Russia is now withdrawing some of its troops after suffering "heavy losses" in recent days, claimed the United Kingdom’s Ministry of Defense on Thursday.
"Despite Russia’s success in encircling Kharkiv in the initial stages of the conflict, it has reportedly withdrawn units from the region to reorganize and replenish its forces following heavy losses," the agency said, referring to the second-largest city, located in northeastern Ukraine near the Russian border.
But "the withdrawal of Russian forces from the Kharkiv Oblast is a tacit recognition of Russia’s inability to capture key Ukrainian cities where they expected limited resistance from the population," the ministry continued.

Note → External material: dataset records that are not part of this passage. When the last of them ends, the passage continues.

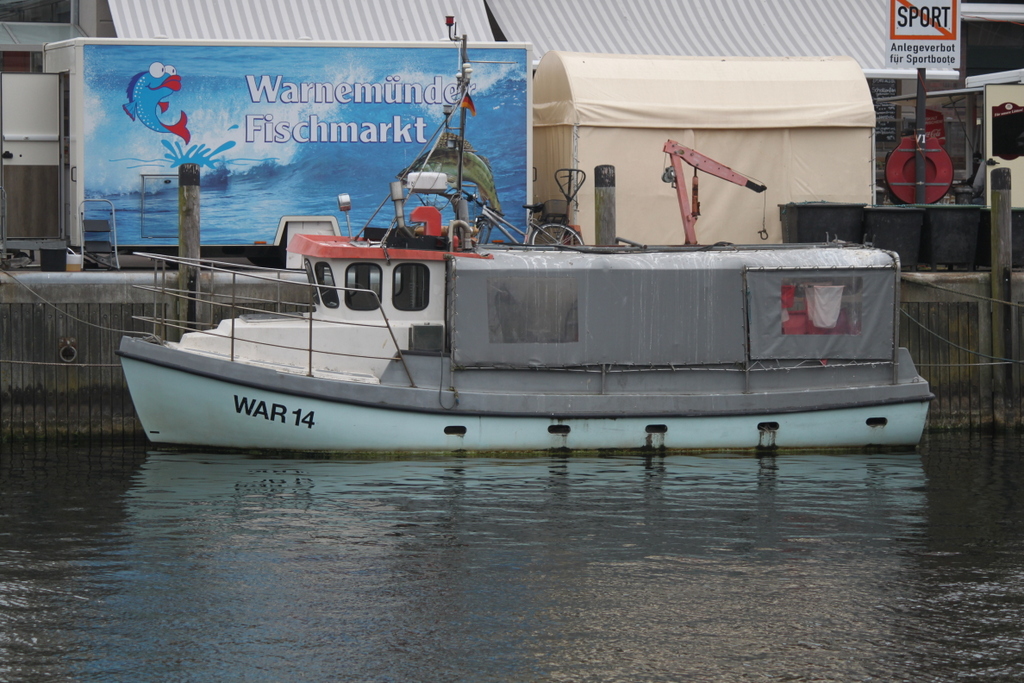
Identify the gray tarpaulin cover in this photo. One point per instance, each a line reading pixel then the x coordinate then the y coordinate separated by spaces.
pixel 657 308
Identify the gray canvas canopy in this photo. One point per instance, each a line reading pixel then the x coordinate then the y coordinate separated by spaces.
pixel 557 309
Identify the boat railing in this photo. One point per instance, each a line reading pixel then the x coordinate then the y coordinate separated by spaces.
pixel 218 294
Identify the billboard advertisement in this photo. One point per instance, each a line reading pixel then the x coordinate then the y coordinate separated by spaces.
pixel 283 129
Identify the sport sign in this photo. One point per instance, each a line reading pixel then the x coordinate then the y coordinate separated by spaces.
pixel 924 34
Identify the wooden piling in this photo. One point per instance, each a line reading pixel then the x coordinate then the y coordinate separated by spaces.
pixel 188 240
pixel 604 205
pixel 1003 344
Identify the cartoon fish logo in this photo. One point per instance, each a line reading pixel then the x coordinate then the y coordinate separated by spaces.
pixel 147 93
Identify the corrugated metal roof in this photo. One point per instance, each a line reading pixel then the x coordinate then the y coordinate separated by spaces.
pixel 702 28
pixel 298 19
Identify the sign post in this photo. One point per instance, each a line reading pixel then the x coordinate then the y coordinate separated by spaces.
pixel 922 34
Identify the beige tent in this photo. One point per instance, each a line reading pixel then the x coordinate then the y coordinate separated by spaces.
pixel 803 126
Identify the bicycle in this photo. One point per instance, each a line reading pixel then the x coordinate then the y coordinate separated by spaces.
pixel 549 223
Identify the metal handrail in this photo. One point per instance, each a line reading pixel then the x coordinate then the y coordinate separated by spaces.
pixel 3 221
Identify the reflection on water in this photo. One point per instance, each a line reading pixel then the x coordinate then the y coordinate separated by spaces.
pixel 135 566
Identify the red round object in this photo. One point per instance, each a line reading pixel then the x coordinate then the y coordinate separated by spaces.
pixel 901 171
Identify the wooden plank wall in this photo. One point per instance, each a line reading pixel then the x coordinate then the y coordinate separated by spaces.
pixel 45 397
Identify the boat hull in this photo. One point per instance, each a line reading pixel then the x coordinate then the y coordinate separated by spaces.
pixel 177 407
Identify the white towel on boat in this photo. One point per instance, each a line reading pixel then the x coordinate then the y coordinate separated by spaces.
pixel 823 305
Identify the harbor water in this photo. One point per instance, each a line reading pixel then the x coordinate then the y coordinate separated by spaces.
pixel 132 564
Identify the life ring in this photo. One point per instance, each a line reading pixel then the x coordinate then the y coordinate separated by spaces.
pixel 901 172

Those withdrawn forces, it added, will "likely" be sent to the Siverskyi Donets River to form a blockade "to protect the western flank of Russia’s main force concentration and main supply routes for operations in the vicinity of Izyum."
Russian military officials have not made a public comment after the United Kingdom's assessment.
Meanwhile, it comes as Moscow threatened to retaliate against Finland after the Scandinavian country indicated that it wishes to join the NATO security alliance. Finland, which shares a border with Russia and has long remained neutral even during Soviet times, stated on Thursday it would apply to join NATO "without delay," and Sweden is expected to follow suit.
NATO Secretary-General Jens Stoltenberg said the Finns would be "warmly welcomed" and promised a "smooth and swift" accession process. French President Emmanuel Macron said he fully supported Finland's choice to join the alliance.
But through state-run media, Kremlin spokesperson Dmitry Peskov said Finland's proclamation will trigger a negative response from Russia.
“There is a current instruction from the president to develop a list of measures to strengthen our western flanks in connection with the strengthening of NATO’s eastern flanks,” he told state media Thursday.
Russia's foreign ministry said Moscow would be forced to take "retaliatory steps, both of a military-technical and other nature," giving no further details. Russian officials have spoken in the past about potential measures including stationing nuclear-armed missiles on the Baltic Sea.
Russian President Vladimir Putin has long said that NATO is attempting to expand its borders in a bid to place military pressure on Moscow. He cited that assertion as a major reason for invading Ukraine, describing it as a "special military operation."